The Social Security Administration (SSA) reports that the average annual Social Security income received by women 65 years and older in 2013 was $12,857, compared to $16,590 for men. That gap can mean the difference between living frugally and living in poverty. And many more older women do live in poverty than men. According to a 2013 study by the National Women’s Law Center, nearly 2.9 million women aged 65 and older lived in poverty, compared to 1.3 million men.
So why do women receive a lesser Social Security benefit than men?
The short answer is that Social Security rewards men for sex discrimination in the workplace, and perpetuates the harm suffered by women who are subject to sex discrimination in the workplace.
Just as it is important to eliminate the gender wage gap, it is important to eliminate the gender Social Security gap.
The Social Security Act was enacted on August 14, 1935 when men were family “breadwinners” and women were stay-at-home mothers. It was also a time when men earned pensions that covered their wives in retirement. Today, the traditional defined benefit pension is a thing of the past and half of marriages end in divorce. According to the U.S. Census Bureau, one in four children today under the age of 18 — about 17.4 million — are being raised by a single mother without a father and 45 percent live below the poverty line.

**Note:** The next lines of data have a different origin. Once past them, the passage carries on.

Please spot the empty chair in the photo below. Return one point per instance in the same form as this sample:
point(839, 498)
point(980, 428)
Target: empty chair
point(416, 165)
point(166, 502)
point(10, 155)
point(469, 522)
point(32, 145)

Given this reality, it is not surprising that women fall short under the formula used by the SSA to calculate Social Security benefits. The SSA bases Social Security upon a worker’s average indexed monthly earnings during the 35 years in which the worker earned the most. Men have and still do earn more over their working lives than women. The SSA reports that the median earnings of working-age women who worked full-time, year-round in 2013 were $39,000, compared to $49,000 for men.
Girls were and to some extent still are steered into lower-paying occupations (i.e. food server, hairdresser, child care worker, etc) while boys are encouraged to pursue higher-paying STEM professions. Meanwhile, women – even professional women – experience pregnancy discrimination and discrimination that is inked to child-rearing. According to a 2013 Pew study, mothers still have a disproportionate share of child care responsibilities – mothers devote 31 hours a week to child care versus 17 hours for fathers.
The Social Security gender gap reflects the cumulative impact of sex discrimination, including pregnancy discrimination, against women over many decades. It is simply unfair to ignore this and pretend that it was an equal playing field all along.
According to the Social Security Administration, Social Security in 2013 comprised 49 percent of the total income for unmarried women – including widows – age 65 and older. In comparison, Social Security benefits comprised only 35 percent of unmarried elderly men’s income and only 30 percent of elderly couples’ income.